Driving through arid landscape, hypnotised by endless horizon, I momentarily do a double-take. To my right, stands a giant veil, translucent and dimly aglow in the evening hours; a mirage-like apparition standing in an unexpected oasis. Palm groves shroud me in shade as I am carried inwards. Reminded of the olden day caravanserais, I take refuge in the shade of an arcade and gaze.
Historically, the oasis was the centre of life around which Arabic society grew, a chain link in a web of exchange. In Sakaka, we see the library creating a dormant centre. By turning this place into a haven of green, the new library becomes a new oasis. And by enclosing its garden, the empty centre of Sakaka becomes defined, unifying the many scattered urban blocks around it.

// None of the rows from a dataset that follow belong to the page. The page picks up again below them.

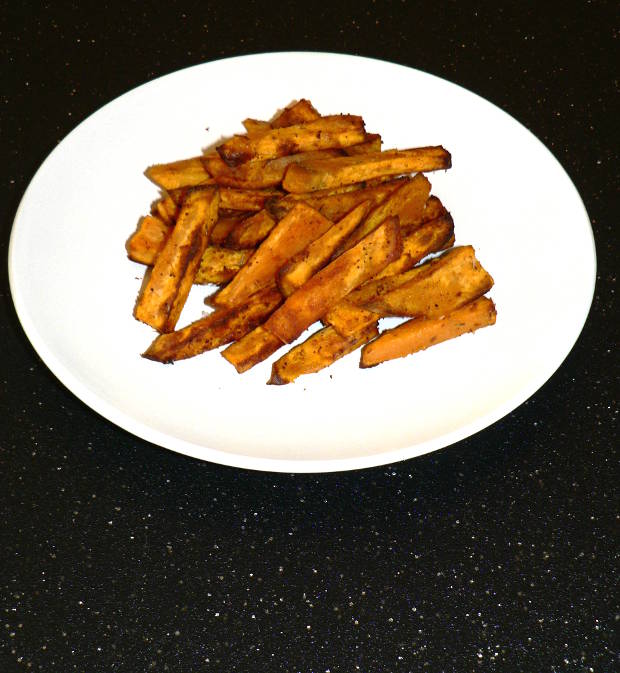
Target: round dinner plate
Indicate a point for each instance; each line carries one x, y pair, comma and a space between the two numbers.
74, 287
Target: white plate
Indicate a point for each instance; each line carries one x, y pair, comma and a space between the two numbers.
74, 287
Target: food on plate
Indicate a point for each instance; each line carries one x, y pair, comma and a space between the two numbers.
311, 236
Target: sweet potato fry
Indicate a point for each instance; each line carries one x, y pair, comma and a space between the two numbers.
329, 173
183, 173
372, 143
348, 319
214, 330
305, 263
162, 299
251, 349
218, 265
407, 203
439, 286
420, 333
322, 133
296, 113
320, 350
252, 231
313, 299
148, 240
432, 236
301, 226
336, 203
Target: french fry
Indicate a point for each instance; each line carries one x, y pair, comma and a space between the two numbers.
372, 143
224, 226
432, 236
329, 173
214, 330
148, 240
305, 263
296, 113
332, 283
348, 319
301, 226
336, 203
177, 174
164, 295
421, 333
218, 265
251, 349
407, 203
437, 287
252, 231
320, 350
322, 133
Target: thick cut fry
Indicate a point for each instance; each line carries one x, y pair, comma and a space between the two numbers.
329, 173
148, 240
301, 226
251, 349
348, 319
214, 330
320, 350
420, 333
305, 263
314, 298
164, 295
166, 209
407, 203
183, 173
218, 265
322, 133
440, 286
372, 143
252, 231
224, 226
296, 113
432, 236
336, 203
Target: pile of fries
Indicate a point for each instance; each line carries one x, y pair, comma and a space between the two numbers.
304, 219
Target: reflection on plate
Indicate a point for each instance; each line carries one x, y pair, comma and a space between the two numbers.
74, 288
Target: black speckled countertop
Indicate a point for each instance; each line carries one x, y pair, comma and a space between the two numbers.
494, 554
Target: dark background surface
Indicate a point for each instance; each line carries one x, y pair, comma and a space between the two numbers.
497, 553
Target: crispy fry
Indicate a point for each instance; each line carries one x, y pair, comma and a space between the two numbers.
183, 173
224, 226
214, 330
407, 203
164, 295
348, 319
322, 133
432, 236
372, 143
251, 349
218, 265
329, 173
305, 263
296, 113
314, 298
420, 333
252, 231
301, 226
320, 350
148, 240
336, 203
439, 286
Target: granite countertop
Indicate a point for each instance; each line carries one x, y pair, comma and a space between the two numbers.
493, 554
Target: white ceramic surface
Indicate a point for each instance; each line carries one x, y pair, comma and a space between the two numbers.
74, 288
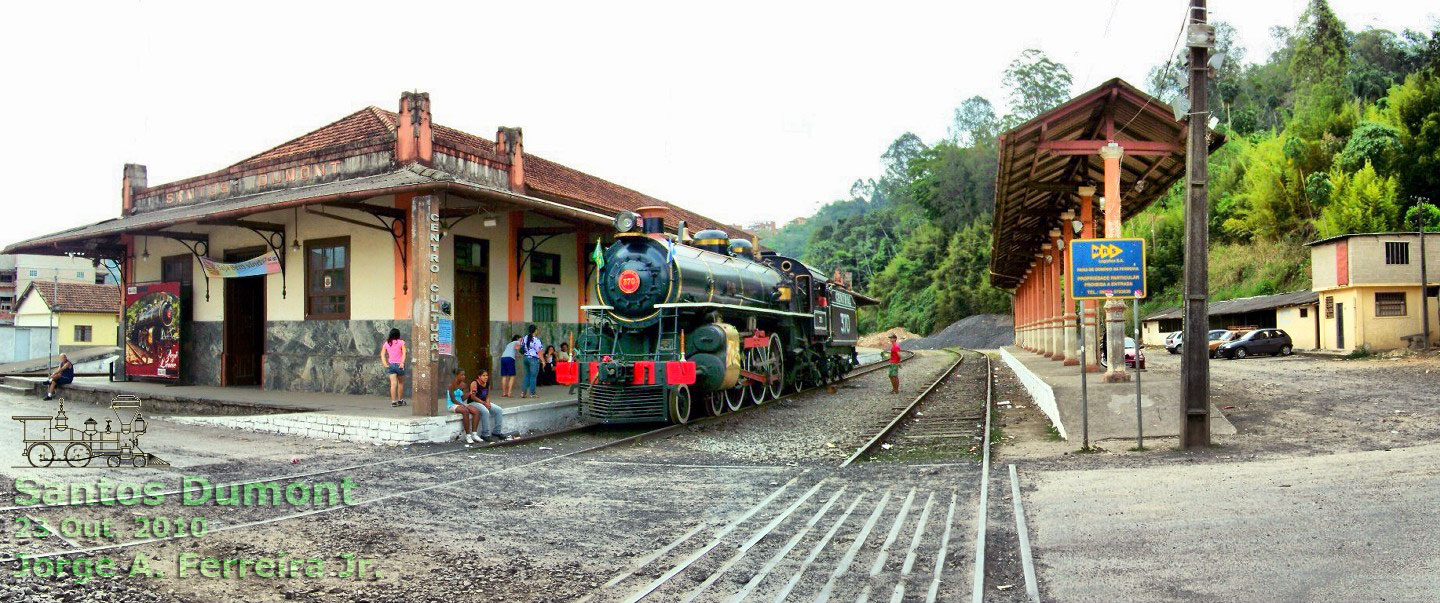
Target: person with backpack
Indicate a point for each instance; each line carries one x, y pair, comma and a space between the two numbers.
532, 347
392, 354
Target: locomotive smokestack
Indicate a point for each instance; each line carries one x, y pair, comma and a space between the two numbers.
653, 220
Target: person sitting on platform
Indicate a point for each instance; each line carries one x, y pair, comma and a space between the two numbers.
491, 415
455, 402
62, 376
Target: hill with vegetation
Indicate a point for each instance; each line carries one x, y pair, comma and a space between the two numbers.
1335, 131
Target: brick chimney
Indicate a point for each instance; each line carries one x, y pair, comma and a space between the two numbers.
130, 184
510, 141
414, 137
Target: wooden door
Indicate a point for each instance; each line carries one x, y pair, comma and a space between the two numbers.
244, 324
473, 305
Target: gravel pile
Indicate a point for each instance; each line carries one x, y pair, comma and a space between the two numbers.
981, 331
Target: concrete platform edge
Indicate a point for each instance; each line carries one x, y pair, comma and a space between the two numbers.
1038, 390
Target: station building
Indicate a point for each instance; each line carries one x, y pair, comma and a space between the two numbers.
378, 220
1370, 291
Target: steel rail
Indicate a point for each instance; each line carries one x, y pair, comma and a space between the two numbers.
978, 580
869, 446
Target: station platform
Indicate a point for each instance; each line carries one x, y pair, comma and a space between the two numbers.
369, 419
1056, 390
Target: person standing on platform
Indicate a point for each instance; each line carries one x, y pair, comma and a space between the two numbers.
507, 366
894, 364
392, 354
530, 346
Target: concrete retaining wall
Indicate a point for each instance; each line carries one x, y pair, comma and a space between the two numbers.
527, 419
1038, 390
36, 343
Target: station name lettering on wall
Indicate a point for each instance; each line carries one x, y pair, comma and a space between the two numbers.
280, 177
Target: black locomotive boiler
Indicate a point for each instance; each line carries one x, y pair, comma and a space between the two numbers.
704, 325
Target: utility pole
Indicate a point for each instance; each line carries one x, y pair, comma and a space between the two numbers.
1194, 372
1424, 282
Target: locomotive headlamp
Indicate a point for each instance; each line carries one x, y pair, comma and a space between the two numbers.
625, 220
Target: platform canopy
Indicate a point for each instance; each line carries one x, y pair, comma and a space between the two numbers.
1046, 160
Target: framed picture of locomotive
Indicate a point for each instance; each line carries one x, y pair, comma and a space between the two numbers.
153, 330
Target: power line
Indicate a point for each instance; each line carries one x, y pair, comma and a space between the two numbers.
1167, 65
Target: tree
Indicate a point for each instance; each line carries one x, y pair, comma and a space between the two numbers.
975, 123
1034, 84
1318, 68
1361, 202
1373, 143
903, 150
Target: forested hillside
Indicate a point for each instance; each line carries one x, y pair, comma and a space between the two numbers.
1335, 131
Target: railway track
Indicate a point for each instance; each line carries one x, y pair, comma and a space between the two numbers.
821, 534
828, 533
390, 471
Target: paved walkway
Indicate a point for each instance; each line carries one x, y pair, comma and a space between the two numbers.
365, 406
1056, 389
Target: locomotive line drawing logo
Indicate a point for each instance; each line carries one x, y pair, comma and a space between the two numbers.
52, 442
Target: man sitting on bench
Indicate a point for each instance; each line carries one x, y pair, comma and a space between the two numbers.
62, 376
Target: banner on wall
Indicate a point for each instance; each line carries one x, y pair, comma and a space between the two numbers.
267, 264
153, 330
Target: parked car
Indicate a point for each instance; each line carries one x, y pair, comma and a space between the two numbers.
1273, 341
1220, 337
1172, 341
1132, 353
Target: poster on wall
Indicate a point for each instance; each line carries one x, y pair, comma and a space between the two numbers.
153, 330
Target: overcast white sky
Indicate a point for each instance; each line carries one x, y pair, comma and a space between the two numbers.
742, 111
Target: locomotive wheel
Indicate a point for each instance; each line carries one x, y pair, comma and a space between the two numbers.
41, 455
678, 410
776, 369
758, 366
77, 455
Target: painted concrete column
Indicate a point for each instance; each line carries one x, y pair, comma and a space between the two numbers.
425, 281
1113, 308
1057, 323
1067, 305
1043, 301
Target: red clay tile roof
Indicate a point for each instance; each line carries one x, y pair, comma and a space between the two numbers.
78, 297
366, 123
542, 174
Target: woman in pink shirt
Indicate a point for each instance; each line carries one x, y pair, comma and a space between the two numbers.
392, 354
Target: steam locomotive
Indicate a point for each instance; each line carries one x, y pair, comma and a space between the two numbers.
51, 438
704, 325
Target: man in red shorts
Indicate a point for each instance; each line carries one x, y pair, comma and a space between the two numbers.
894, 363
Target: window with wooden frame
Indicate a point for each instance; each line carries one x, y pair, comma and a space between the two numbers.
1397, 252
542, 310
1390, 304
545, 268
327, 278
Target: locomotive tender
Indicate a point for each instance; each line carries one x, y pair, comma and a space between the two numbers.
704, 325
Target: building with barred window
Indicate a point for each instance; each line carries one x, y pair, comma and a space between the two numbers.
1370, 294
378, 220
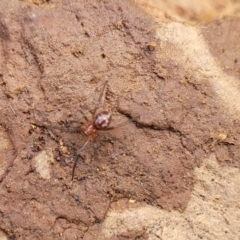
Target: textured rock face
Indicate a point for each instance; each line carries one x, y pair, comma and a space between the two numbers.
181, 154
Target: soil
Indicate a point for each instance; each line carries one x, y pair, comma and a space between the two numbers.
55, 58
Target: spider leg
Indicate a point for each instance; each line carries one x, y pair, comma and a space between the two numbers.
100, 100
80, 150
67, 129
121, 124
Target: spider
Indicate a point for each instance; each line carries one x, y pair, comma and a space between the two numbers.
100, 122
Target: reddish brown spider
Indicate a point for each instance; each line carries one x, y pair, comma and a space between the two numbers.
100, 122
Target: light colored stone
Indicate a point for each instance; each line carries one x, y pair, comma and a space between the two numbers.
43, 163
213, 212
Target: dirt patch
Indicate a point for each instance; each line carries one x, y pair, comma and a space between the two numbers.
55, 59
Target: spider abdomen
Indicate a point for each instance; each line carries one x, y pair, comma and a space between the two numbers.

In the ‘charged’ space that lies between the two ‘magnets’ on site – the library and mosque – a green boulevard connects the parts of the city to the north and south.
Oriental Oasis, James Fairman
Someone tells me this is a library. I scarcely believe it because the oasis is aflutter with people sitting, walking and talking, as they would on an outing in a park. But it seems that the veil protects the conversations within, keeping them out of sight, shrouding the library in mystery. Intrigued, I walk to where it seems as if the silky veil has been lifted by hand – creating a portal into the other side.
To retain the existing trees, our intervention is made compact. The ample open space generated by this doubles up as a transition space between the various pockets of the locality, especially the schools that have access to it through arcades to the north, or direct access from the west edge. A meandering habitable wall wraps around the site, housing cafeterias and galleries, which can draw people in. This urban gesture makes the library as much a place of social congregation, as it is a place of knowledge. This lends the proposal an intriguing paradox – of having to blend collective and quiet spaces. To retain a semblance of calm, the place is pedestrianised.
The masses of our intervention are subdued to respect the scale of the mosque. The major attractions for the public are the intricate ‘veil’ and the oasis. The language of the proposal also draws its cues from that of the mosque, which is like a thick mass that is approached through a ‘walled’ court. Thus, the library and the mosque now enter into a more coherent dialogue with each other.
Crossing through the veil that shrouds the library, I encounter a world very different from the one I just left behind. In the gentle shade of an intimate forecourt, water guzzles. I feel like I have been gently transported from the public to the private realm, much like in the old works of Islamic architecture.
The existing library’s structure is retained, while two courtyards have been added on as extensions to its existing footprint. These act as buffers that shield the quiet internal spaces of the library from the collective spaces around it. One of these is a forecourt attached to the cafeteria, which is the library’s public front, and it acts as a transition space before people can enter the main library. The other court is a secluded court to the north, meant for children to enjoy their own private corner.
The library’s skin is transformed into a translucent veil, in an interpretation of the jali walls of Saudi Arabia. This dapples the harsh sunlight of the region, bringing chilly breeze into the inner spaces, ensuring that they remain degrees cooler than outside, and also breaking the mass of the building into a delicate translucency. Coupled with the courts containing plants and water features, this maintains a comfortable microclimate in which one can focus on reading.
I feel as if I have walked through stages of unfolding, all the time aware of my own senses – of the striking drop in temperature, of the aroma of orchids, of the touch of the cold stone veil on my fingertips and the sound of water. Within, the reading rooms overlook intimate courts. I gaze through the veil onto the oasis outside, as veil upon veil of foliage part to reveal hints of the city beyond.
The library building consists of a double-layered façade: an outer perforated veil made from locally quarried sandstone that shields the building from the sun and allows in breeze, and an inner layer of translucent operable louvres that allow views out towards the natural surroundings, even while in their fully closed position.
The proposal deploys traditional strategies for controlling the microclimate, like shaded walkways, plantations and water features. Shaded walkways connect all the essential programmatic spaces within the complex, while a large central water feature, accessed via the cafeteria, forms a focal point of the library building, serving as its primary climate modifier.
Integrated passive and active ventilation systems maximize sustainability. Along with the double-layered façade, an advanced HAVC system reduces energy usage. Other energy-saving components are suggested, like LED lighting and automated lighting control to synchronize with daylight.